Williamson and Feyer (1990) found that 91 percent of all the occupational fatalities that occurred in Australia for the years 1982 to 1984 involved behavioral factors. Another similar finding was made by Salminen and Tallberg (1996) who reported that 84 - 94 percent of all the fatal occupational accidents (for the years 1985. 1990) and serious accidents (in 1988 and 1989) in Finland were mainly caused by human errors. Lutness (1987) also supported this, reporting that more than 95 percent of all accidents involved human errors.

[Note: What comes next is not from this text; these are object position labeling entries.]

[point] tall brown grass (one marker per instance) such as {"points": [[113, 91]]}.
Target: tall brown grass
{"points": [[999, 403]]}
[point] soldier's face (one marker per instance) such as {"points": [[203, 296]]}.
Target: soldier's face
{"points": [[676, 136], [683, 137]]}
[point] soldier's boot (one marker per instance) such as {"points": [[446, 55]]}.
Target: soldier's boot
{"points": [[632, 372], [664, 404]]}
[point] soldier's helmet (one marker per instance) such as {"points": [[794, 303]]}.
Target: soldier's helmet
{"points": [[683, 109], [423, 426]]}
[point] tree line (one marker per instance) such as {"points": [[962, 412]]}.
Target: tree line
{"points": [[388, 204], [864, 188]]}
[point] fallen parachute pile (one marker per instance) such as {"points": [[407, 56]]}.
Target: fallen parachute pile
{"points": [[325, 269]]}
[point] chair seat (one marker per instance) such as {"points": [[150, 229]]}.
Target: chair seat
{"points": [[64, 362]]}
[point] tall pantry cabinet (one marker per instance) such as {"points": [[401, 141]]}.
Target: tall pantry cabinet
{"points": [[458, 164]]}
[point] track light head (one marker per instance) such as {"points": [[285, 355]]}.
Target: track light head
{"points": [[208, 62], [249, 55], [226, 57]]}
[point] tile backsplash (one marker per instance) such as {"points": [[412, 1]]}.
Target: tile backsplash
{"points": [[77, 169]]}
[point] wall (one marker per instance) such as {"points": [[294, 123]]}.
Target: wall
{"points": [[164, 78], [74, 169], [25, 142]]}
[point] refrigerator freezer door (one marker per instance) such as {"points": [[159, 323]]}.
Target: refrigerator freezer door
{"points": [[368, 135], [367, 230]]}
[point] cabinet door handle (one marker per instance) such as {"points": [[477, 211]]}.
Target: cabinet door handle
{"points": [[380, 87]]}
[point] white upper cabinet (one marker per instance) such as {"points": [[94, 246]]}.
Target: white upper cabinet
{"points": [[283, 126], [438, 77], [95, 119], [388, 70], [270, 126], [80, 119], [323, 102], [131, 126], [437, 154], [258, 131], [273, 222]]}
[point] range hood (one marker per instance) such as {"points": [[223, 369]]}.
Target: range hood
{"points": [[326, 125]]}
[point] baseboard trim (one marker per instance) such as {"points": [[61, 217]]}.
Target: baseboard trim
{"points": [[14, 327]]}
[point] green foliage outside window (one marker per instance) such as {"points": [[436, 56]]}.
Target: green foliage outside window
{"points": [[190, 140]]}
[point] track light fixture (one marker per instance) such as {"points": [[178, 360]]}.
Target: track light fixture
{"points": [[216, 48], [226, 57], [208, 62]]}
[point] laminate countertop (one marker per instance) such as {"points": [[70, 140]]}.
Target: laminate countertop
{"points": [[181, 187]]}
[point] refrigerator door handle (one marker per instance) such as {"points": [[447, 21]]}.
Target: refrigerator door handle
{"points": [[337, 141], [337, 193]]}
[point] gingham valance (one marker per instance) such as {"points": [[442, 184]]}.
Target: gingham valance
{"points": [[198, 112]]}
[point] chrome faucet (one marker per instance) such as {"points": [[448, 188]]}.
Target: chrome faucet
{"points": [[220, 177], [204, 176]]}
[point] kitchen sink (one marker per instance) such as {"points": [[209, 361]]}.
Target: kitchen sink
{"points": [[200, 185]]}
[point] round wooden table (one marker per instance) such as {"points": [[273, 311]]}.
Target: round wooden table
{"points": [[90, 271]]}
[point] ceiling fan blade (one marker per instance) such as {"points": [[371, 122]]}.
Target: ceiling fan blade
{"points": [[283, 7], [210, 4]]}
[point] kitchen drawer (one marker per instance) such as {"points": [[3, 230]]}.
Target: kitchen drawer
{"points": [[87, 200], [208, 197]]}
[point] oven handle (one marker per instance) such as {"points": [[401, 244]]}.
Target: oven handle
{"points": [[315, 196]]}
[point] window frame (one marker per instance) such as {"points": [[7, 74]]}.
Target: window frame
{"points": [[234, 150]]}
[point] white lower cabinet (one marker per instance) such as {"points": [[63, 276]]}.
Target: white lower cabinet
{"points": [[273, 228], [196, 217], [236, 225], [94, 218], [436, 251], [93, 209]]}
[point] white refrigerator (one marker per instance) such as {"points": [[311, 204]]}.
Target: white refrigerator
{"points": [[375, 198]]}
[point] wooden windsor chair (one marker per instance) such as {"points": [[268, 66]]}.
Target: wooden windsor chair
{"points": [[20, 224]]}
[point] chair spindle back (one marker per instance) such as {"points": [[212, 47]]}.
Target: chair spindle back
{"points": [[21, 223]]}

As unsafe work behavior has been noted as the main cause of accidents, many researchers have conducted studies that examined contributory factors to unsafe work behavior. This paper will discuss the major contributory factors to unsafe work behavior based on a comprehensive and thorough review of the past 30 years. literature and address the structural relationships among contributory factors to unsafe work behavior using structural equation modeling (SEM), a statistical technique that allows assessment of both direct and indirect effects of each latent factor on other latent factors (Maruyama, 1998).

Contributory Factors to Unsafe Work Behavior

Up to the 1980s, a lot of safety efforts had been primarily focused on technical actions and effective safety management in order to prevent occupational injuries and fatalities (Hale et al., 1998; Hale and Hovden, 1998; Petersen, 1988). Those injury prevention activities were basically based upon a credo of dichotomous etiology of accidents--unsafe acts and unsafe conditions. However, investigations of several major industrial disasters in the 1980s showed that the root causes involved more than technical or human failures. (Hale et al., 1998, p. 4). It is organizationaland cultural factors that underlay disasters in high technology industries (IAEA, 1986; Turner and Pidgeon, 1997; Weick et al., 1999). While the vast majority of accidents are still caused by unsafe behavior, research has shown that organizational and cultural factors considerably affect unsafe work behavior (Brown et al., 2000; Hofmann and Stetzer, 1996; Oliver et al., 2002; Petersen 1988; Thompson et al., 1998; Tomas et al., 1999).